We took our son to Chucky Ch@@se (again, affectionately referred to in our home as the "Chunk a' Cheese"). It was his first trip and I must admit I was looking for you when I walked in the door. I didn't see you. Was it too early? Where were you? I arranged this trip just so you and I could be together....
I finally had to go and ask the Chuck man himself where you were hiding / would you be out / when would that be?!? First he had to make sure he heard me right and then he laughed at me and said you were getting ready to make your appearance on a large chain hanging from the ceiling - and today you were wearing two colors, but I was only interested in one - pink. Laugh at me all you want...bring it out...bring it to mama...that's right...

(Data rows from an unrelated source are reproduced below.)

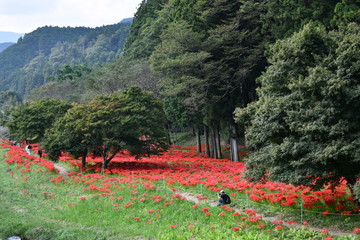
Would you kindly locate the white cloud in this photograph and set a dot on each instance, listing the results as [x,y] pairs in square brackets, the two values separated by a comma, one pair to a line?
[26,16]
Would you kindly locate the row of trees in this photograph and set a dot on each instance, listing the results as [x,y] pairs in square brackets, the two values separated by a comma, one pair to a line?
[130,120]
[302,56]
[207,58]
[305,127]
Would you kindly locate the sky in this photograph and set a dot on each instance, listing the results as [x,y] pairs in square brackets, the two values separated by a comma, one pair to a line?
[24,16]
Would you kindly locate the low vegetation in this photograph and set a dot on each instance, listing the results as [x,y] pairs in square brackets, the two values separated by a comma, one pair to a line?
[144,199]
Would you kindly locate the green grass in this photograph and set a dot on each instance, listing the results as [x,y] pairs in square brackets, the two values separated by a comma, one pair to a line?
[34,207]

And suddenly (ok, thirty minutes later) there you were...like a beacon of pink bliss in the night - calling my name and wooing me to your dangling chain and the tiny clip that held you to it. I gently leaned (lunged) over the counter and pointed to the one I wanted (needed) and you came to me....yes, you did. In your pristine plastic bag, making googly eyes at me from your dreamy spun heavenly fluffs.
I had to remind myself that you came at a price. So I paid, willingly, happily. I carried you tenderly to the table and announced it was time to leave. You and I needed to be alone.
And so, in the car while waiting patiently for a husband who had made a quick run into R@dio Shack (again, when is a "shack" ever a good reference?)...we had our moment. You and I. Yes we did. And it was like a reunion of two lost souls. Yes, it was. And then the unthinkable. You left me. I mean, by way of intensely fast consumption and then digestion...you were gone. Sob. I had forgotten since our last meeting how quickly you melt away to nothing. How your large fluffy peaks collapse into tiny pieces of crystals when my fingers hold you. You practically disintegrated in my grasp. Woe. Woe!!
And so it was over. Dagnabbit. Now I have to find a reason to go back to the Chunk a' Cheese just so I can meet up with your extended family. We're gonna need a "family" reunion soon. Oh yes, very soon.